Happily Lefebvre, in his study of rhythm, begins with a critical attitude towards repetition. He says that "there is no identical absolute repetition, indefinitely. Whence the relation between repetition and difference. When it concerns the everyday, rites, ceremonies, fêtes, rules and laws, there is always something new and unforeseen that introduces itself into the repetitive: difference" (Rhythmanalysis, p. 6). Well, how critical is this stance really? Does difference relate to something that doesn't exist by a relation that doesn't exist? Does difference not exist, or not exist in some special way, say, indefinitely in an identical absolutely way, or even differently?
Lefebvre says, "Not only does repetition not exclude differences, it also gives birth to them; it produces them. Sooner or later it encounters the event that arrives or rather arises in relation to the sequence or series produced repetitively. In other words: difference" (p. 7, Lefebvre's bold). We should be critical of all kinds of mythomanias of difference and also repetition. So how does repetition, which doesn't exist indefinitely in any identical absolute wayin other words, we might conclude, there is no apeiron of repetition, no repetition of apeironactually produce difference? By encountering it, Lefebvre says very clearly. Of course previously he had said difference "introduces itself," we have not forgotten. But let's stick with this second attempt to think a relation between repetition and difference. Is a squirrel produced by any old encounter with a squirrel? Are we to imagine that to be is to be encountered?
Lefebvre has a method. He begins with abstract concepts, which he pioulsy mistrusts as being inadequate to the real (which apparently is not a concept), and he then moves from abstractions to the concrete. Dwelling in the concrete beforehand, making observations based on experience, and then making abstractions: this would not be a phase of Lefebvre's critical research method. And we can see the results. Something that doesn't exist in any certain way that we have been able to nail down gives rise by a process that we can't be completely certain of (because even if Levebvre didn't contradict himself the process doesn't resemble other processes of giving rise to things and would force us to adopt without any argument a radical belief about how beings arise) to something of critical importance (namely difference), though we are not sure why it is of critical importance nor how it exists.

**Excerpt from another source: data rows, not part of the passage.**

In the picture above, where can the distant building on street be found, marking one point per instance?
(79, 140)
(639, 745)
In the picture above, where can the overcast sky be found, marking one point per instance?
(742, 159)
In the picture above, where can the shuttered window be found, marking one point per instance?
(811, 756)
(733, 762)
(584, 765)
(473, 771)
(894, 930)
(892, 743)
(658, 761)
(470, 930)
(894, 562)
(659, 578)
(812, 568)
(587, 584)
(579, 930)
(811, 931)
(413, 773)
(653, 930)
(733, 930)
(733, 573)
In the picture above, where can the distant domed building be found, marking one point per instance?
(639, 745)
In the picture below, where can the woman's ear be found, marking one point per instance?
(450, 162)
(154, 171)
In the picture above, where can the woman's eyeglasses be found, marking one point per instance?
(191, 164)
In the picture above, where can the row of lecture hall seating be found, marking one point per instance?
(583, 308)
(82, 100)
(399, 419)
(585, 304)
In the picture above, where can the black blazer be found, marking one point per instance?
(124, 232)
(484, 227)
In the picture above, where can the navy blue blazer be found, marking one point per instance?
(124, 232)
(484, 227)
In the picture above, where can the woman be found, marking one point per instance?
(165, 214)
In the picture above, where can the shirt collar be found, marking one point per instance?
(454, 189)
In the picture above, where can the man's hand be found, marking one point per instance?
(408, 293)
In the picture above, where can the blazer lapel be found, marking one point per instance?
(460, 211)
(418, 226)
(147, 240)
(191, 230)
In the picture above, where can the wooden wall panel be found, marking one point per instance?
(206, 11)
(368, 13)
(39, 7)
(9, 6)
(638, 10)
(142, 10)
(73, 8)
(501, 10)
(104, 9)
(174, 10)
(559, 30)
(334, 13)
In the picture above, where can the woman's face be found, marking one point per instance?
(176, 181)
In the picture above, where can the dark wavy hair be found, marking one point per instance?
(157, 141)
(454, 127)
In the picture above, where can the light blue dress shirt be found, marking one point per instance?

The dreary monism of the dialectic: "everything is cyclical repetition through linear repetitions" (p. 8). The "depths of the dialectic" indeed. And we might note that this thinking both assumes and contradicts panta rhei, if we are to vigorously interpet "indefinitely": it assumes that everything exists in this indefinite way consistent with panta rhei, an assumption that follows from remembering Lefebvre's definition of repetition, and it contradicts panta rhei by positing the cyclical. That contradiction of basic assumptions I suppose is the charm of dialectical thinking. I don't mean to complain. It does have charm.
Are there secret rhythms? No! Lefebvre assures us, because there are no secrets (p. 17). Yet when Lefebvre begins to classify rhythms he identifies secret rhythms (including memory and the unsaid and the said), public rhythms, fictional rhythms, which relate to false secrets (the imaginary!I so share Leferbve's excitement I would even speak of imaginary rhythms) and dominating-dominating rhythms (just one class here), which are also imaginary but last longer than fictional rhythms and aim for an effect that is beyond themselves. Hmm.